Don't be distracted by their counter questions. That's not the issue at hand. (Although trying to hand you back a bigger, generalized and unanswerable question to wiggle out of answering a specific on is a common tactic).

Nitwit is the one who made the statement, why the hell do you have to explain world politics to disprove it? Isn't it up to them to defend it?  And not in a general idealize way, but specifically to the question at hand (You being alive because...). Remember in absolutist thinking (classical logic) in order for a absolute and overarching statement to be true, it must be true everywhere. From the panorama of world politics right down to you still being there breathing. And that's another place where absolute statements start to rapidly fall apart.

See I'm not the one who made an absolute statement, they are. Ergo, they are the one who has to defend said premise. This is especially true if they expect us to accept it as a universal truth and change our behavior to match it.

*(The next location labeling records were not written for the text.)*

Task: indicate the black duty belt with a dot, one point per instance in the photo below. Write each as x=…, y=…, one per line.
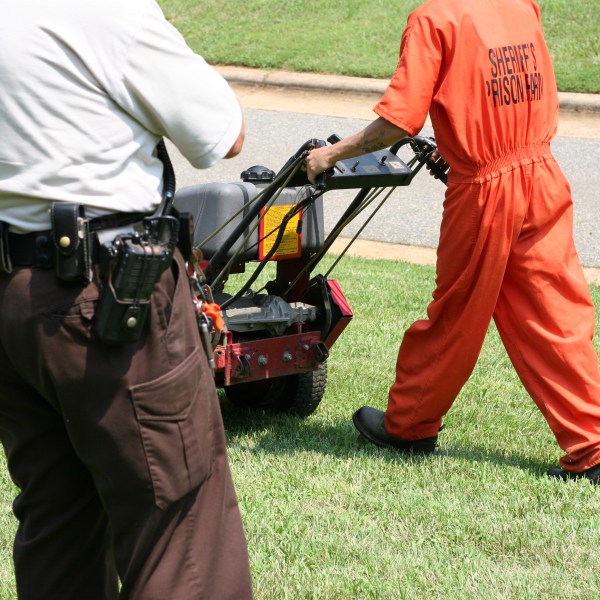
x=35, y=249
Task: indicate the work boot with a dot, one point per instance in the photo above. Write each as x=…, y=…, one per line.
x=369, y=422
x=592, y=474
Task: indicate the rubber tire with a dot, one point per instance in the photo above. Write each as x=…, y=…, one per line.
x=298, y=395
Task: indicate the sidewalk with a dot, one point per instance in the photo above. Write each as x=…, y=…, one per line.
x=311, y=92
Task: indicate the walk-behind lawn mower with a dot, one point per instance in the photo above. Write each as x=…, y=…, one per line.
x=269, y=348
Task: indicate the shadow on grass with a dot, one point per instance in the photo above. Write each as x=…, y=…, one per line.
x=283, y=434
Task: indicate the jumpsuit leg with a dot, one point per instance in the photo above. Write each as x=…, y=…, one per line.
x=437, y=356
x=546, y=318
x=143, y=422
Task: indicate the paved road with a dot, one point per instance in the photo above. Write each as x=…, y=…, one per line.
x=280, y=121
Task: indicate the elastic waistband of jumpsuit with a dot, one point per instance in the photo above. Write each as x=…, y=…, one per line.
x=509, y=161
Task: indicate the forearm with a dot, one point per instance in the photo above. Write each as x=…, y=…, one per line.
x=377, y=135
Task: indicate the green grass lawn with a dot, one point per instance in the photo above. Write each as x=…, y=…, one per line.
x=331, y=517
x=353, y=37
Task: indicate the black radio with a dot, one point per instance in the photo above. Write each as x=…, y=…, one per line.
x=130, y=264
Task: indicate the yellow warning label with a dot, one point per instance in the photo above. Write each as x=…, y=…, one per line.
x=270, y=226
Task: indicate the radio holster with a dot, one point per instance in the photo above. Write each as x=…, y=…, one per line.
x=130, y=263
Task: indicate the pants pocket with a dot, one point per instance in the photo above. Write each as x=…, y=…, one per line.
x=174, y=417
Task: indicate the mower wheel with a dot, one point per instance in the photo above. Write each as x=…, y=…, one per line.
x=298, y=394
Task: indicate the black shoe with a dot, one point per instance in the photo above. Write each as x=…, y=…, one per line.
x=592, y=474
x=369, y=422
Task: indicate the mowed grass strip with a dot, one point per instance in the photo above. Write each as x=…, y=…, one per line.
x=352, y=37
x=331, y=517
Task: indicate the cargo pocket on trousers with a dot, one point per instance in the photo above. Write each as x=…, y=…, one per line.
x=174, y=417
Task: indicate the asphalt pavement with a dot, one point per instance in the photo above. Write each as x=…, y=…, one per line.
x=283, y=110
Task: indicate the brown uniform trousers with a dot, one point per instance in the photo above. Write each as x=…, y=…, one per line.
x=118, y=451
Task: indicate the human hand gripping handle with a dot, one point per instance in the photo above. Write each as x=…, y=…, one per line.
x=318, y=162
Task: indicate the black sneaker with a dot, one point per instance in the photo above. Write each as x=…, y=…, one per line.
x=592, y=474
x=369, y=422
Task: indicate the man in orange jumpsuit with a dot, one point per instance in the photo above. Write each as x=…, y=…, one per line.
x=482, y=70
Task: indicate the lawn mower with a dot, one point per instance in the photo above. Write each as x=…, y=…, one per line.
x=268, y=348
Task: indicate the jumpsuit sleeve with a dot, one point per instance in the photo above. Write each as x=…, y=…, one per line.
x=174, y=93
x=407, y=99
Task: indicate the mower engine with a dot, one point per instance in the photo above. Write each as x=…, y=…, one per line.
x=272, y=348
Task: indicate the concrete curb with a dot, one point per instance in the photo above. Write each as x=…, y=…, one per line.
x=361, y=85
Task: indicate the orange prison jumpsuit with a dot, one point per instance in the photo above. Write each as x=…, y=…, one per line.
x=482, y=70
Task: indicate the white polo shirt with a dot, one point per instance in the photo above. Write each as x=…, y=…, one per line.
x=87, y=89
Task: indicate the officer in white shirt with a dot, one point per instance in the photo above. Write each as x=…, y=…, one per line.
x=118, y=450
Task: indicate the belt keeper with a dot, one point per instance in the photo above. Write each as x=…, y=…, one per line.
x=71, y=242
x=5, y=262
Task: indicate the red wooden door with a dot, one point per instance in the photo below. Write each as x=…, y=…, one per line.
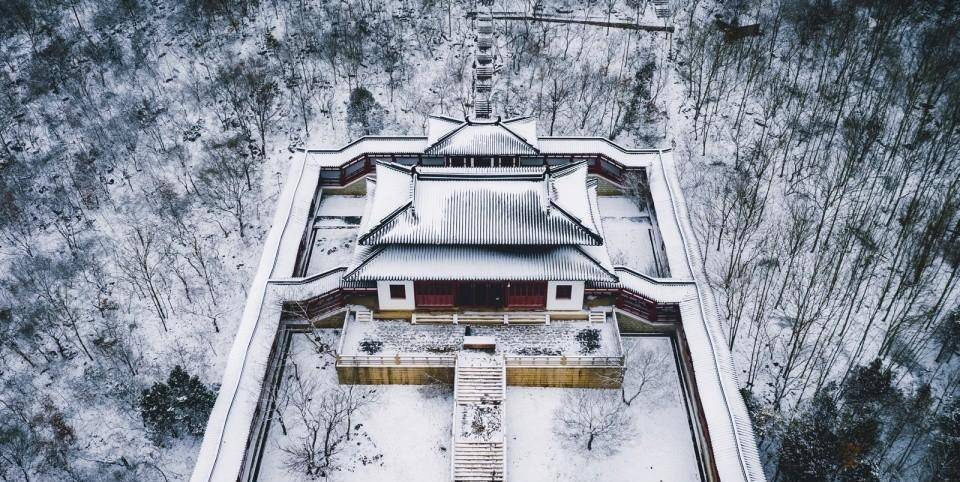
x=433, y=294
x=527, y=294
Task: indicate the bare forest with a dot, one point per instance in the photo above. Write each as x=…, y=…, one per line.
x=143, y=144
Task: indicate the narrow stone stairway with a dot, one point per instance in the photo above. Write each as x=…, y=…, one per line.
x=479, y=446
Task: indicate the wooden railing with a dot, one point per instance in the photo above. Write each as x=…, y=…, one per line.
x=397, y=360
x=563, y=361
x=364, y=164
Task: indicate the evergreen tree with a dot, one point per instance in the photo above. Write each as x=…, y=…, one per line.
x=364, y=113
x=809, y=449
x=179, y=406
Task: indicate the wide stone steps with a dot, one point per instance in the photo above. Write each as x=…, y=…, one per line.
x=479, y=382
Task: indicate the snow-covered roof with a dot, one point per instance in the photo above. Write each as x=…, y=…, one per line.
x=537, y=205
x=490, y=263
x=475, y=137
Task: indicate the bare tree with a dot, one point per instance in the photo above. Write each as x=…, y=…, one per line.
x=324, y=416
x=645, y=369
x=594, y=417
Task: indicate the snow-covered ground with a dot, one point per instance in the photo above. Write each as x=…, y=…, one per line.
x=388, y=338
x=403, y=435
x=660, y=448
x=337, y=220
x=626, y=230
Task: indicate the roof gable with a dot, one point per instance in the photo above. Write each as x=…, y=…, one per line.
x=486, y=206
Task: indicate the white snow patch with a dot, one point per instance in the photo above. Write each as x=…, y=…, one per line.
x=661, y=447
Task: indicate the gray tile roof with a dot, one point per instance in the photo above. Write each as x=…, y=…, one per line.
x=481, y=206
x=493, y=263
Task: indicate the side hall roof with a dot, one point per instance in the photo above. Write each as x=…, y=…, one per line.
x=538, y=205
x=481, y=138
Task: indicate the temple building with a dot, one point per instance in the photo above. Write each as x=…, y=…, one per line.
x=484, y=256
x=486, y=238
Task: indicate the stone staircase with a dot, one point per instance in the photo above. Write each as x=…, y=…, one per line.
x=662, y=8
x=364, y=315
x=479, y=445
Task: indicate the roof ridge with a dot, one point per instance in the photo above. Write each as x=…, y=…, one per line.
x=616, y=279
x=374, y=253
x=518, y=136
x=383, y=222
x=596, y=236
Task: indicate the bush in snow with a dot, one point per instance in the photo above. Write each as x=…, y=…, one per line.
x=371, y=347
x=178, y=407
x=589, y=339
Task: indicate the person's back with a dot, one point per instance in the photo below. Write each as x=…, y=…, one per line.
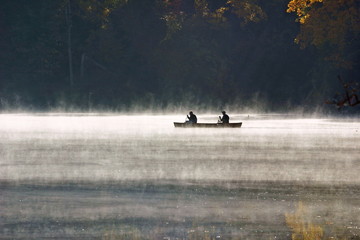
x=192, y=118
x=225, y=118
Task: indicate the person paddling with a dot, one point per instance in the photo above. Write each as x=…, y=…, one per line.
x=192, y=118
x=225, y=118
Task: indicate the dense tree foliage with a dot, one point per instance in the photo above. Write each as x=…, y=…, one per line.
x=115, y=54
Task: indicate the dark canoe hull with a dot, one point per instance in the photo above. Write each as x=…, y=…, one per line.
x=208, y=125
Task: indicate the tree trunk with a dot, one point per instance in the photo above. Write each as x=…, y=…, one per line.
x=69, y=26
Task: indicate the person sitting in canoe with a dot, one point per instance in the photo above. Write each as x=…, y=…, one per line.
x=225, y=118
x=192, y=118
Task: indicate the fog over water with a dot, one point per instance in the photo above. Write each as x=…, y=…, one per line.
x=92, y=148
x=91, y=176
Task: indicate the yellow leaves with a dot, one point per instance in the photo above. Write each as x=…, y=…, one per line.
x=301, y=7
x=332, y=25
x=201, y=7
x=302, y=228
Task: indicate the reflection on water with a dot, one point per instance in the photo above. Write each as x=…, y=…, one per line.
x=137, y=177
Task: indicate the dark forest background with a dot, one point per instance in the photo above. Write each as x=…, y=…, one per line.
x=114, y=55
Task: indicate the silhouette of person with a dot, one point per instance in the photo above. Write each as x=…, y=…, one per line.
x=192, y=118
x=225, y=118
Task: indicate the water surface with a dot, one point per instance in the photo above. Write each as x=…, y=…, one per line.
x=103, y=176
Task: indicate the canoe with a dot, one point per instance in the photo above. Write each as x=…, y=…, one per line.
x=208, y=125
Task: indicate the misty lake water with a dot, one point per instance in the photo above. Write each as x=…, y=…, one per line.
x=137, y=177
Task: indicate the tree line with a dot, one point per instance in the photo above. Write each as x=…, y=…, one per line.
x=116, y=54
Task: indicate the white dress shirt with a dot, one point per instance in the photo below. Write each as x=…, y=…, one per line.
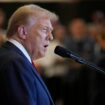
x=21, y=47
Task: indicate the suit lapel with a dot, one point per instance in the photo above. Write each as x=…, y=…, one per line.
x=43, y=84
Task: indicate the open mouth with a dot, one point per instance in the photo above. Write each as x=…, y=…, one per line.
x=45, y=46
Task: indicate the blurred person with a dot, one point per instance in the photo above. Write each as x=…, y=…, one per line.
x=97, y=93
x=29, y=33
x=76, y=81
x=2, y=30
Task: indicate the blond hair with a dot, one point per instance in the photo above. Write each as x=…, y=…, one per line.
x=22, y=15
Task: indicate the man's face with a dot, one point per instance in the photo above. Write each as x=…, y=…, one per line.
x=39, y=36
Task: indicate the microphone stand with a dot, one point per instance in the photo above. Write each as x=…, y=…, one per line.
x=89, y=64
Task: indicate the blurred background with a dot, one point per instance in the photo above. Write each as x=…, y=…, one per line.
x=81, y=29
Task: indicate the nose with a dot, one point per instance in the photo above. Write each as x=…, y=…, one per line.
x=50, y=36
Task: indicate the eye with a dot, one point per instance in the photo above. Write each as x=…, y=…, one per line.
x=45, y=29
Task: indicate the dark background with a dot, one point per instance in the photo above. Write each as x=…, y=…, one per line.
x=66, y=11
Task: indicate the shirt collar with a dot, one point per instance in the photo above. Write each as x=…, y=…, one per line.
x=21, y=47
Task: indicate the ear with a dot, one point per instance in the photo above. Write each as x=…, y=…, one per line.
x=22, y=32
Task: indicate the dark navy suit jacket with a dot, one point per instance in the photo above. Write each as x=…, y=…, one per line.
x=20, y=83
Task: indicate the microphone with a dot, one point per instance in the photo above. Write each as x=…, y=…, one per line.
x=63, y=52
x=68, y=54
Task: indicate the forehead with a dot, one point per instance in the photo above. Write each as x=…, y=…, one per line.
x=41, y=22
x=45, y=22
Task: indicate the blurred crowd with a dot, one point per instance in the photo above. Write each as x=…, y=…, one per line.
x=69, y=82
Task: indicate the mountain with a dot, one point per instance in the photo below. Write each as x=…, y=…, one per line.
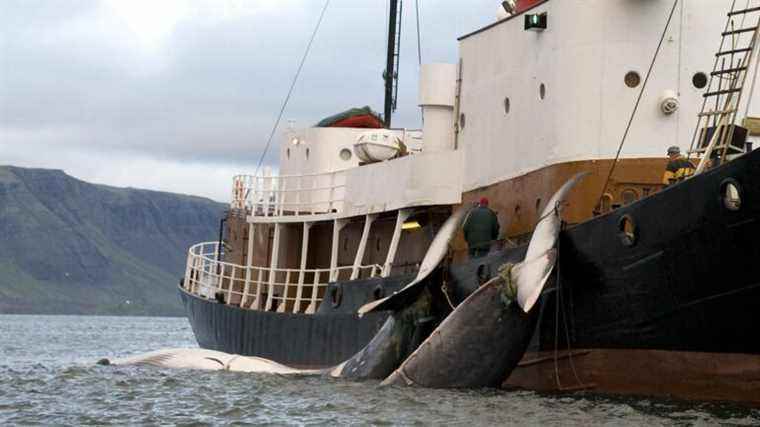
x=71, y=247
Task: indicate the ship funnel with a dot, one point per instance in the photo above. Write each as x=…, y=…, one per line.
x=437, y=95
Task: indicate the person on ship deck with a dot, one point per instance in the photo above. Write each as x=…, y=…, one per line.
x=481, y=228
x=678, y=168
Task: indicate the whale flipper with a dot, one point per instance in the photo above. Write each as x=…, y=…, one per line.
x=400, y=335
x=477, y=345
x=437, y=251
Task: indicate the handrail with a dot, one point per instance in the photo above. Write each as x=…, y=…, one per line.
x=260, y=288
x=289, y=195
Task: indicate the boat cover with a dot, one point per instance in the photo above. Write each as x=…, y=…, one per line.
x=362, y=117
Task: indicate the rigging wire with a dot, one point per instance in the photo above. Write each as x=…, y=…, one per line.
x=292, y=86
x=419, y=51
x=638, y=102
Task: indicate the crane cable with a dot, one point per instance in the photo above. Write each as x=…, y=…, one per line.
x=419, y=51
x=638, y=101
x=292, y=86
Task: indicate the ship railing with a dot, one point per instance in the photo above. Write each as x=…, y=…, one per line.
x=267, y=195
x=283, y=290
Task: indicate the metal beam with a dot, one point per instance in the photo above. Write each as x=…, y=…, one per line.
x=369, y=219
x=403, y=215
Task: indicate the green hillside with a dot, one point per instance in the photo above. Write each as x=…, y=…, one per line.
x=71, y=247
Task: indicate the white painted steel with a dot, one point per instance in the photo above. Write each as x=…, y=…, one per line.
x=338, y=225
x=248, y=264
x=268, y=196
x=368, y=220
x=425, y=179
x=436, y=97
x=401, y=216
x=207, y=277
x=275, y=260
x=304, y=256
x=582, y=58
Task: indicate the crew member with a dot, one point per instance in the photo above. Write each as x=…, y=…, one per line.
x=678, y=168
x=481, y=228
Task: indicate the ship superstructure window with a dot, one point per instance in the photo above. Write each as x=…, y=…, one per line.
x=632, y=79
x=628, y=232
x=699, y=80
x=536, y=21
x=629, y=196
x=732, y=199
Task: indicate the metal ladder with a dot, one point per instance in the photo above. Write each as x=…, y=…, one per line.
x=716, y=121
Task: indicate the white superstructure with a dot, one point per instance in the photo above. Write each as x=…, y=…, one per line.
x=518, y=101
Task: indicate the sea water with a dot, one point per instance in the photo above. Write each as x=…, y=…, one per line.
x=48, y=376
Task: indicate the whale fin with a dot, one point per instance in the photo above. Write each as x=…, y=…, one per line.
x=543, y=240
x=438, y=249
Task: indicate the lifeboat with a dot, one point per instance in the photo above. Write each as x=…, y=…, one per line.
x=377, y=146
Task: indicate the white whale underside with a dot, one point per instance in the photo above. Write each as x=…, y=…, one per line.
x=210, y=360
x=530, y=276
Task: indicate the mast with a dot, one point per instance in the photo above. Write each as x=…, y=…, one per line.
x=391, y=69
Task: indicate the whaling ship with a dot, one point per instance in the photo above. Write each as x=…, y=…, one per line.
x=656, y=289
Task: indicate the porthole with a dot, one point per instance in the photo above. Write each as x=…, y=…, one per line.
x=336, y=295
x=731, y=195
x=699, y=80
x=378, y=292
x=632, y=79
x=627, y=230
x=629, y=196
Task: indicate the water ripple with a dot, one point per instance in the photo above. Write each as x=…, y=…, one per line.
x=47, y=376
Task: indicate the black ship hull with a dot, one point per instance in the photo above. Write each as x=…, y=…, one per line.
x=676, y=273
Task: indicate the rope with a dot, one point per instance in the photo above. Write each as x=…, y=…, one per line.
x=638, y=102
x=564, y=318
x=292, y=86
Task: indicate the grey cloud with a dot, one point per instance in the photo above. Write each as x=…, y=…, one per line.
x=212, y=92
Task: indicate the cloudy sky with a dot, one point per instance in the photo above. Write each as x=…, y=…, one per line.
x=180, y=95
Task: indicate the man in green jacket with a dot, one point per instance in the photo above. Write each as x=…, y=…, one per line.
x=481, y=228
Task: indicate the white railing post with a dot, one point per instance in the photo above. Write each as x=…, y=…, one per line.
x=338, y=225
x=299, y=184
x=285, y=289
x=302, y=270
x=332, y=193
x=230, y=284
x=248, y=265
x=273, y=266
x=259, y=281
x=282, y=191
x=403, y=215
x=368, y=220
x=312, y=308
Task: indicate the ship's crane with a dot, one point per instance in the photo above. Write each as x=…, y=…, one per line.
x=394, y=51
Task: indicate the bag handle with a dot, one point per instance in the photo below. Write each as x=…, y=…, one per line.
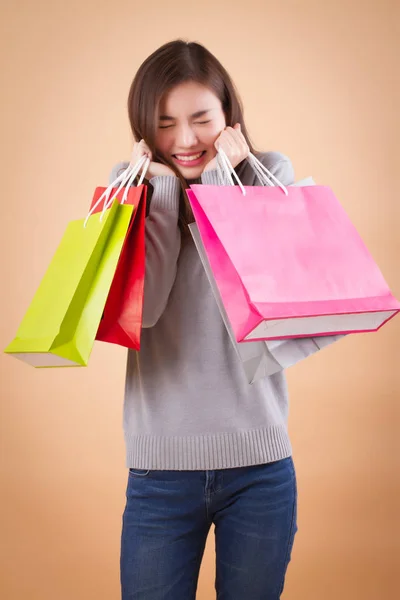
x=133, y=171
x=127, y=176
x=264, y=175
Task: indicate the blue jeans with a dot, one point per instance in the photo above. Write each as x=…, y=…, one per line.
x=167, y=518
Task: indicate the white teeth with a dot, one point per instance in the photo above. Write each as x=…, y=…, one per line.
x=189, y=158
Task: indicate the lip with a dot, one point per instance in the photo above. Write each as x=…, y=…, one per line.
x=192, y=163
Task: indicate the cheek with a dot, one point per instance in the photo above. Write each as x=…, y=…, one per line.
x=211, y=135
x=163, y=142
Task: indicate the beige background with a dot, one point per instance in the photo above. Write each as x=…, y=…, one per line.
x=318, y=83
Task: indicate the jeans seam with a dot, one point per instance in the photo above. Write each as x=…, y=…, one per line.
x=290, y=541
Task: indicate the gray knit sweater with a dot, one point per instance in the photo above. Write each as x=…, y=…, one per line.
x=188, y=404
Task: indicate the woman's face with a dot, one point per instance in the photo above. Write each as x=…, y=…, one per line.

While they are flailing around I also like to direct them to Robert Heinlein's statement:
"Those who cling to the untrue doctrine that violence never settles anything would be advised to conjure up the ghosts of Napoleon Bonaparte and of the Duke of Wellington and let them debate it. The ghost of Hitler could referee. Violence, naked force, has settled more issues in history than has any other factor, and the contrary opinion is wishful thinking at its worst. Nations and peoples who forget this basic truth have always paid for it with their lives and freedoms.:

It's really fun to play this way because it's way harder to defend the idea that violence never solved anything than it is for you to defend the idea that violence is a tool -- albeit an often misused one -- but a tool that can and does have its time and place.

That's a far more pragmatic position because it isn't absolute. The more you keep on coming back to this idea, the more you will reveal a fundamental contradiction in their thinking ... namely that violence is okay as long as they are the ones doing it (or controlling those who are, e.g. the police). Don't argue for this premise, but get them to defend their absolute ideology in light of this, their hidden agenda.

Oh if you really want to have fun add in 'the misuse of a tool does not argue against its use.' (Which, golly, gosh, also is a legal concept). You can have these people reduced to emotional sputtering wrecks in no time at all.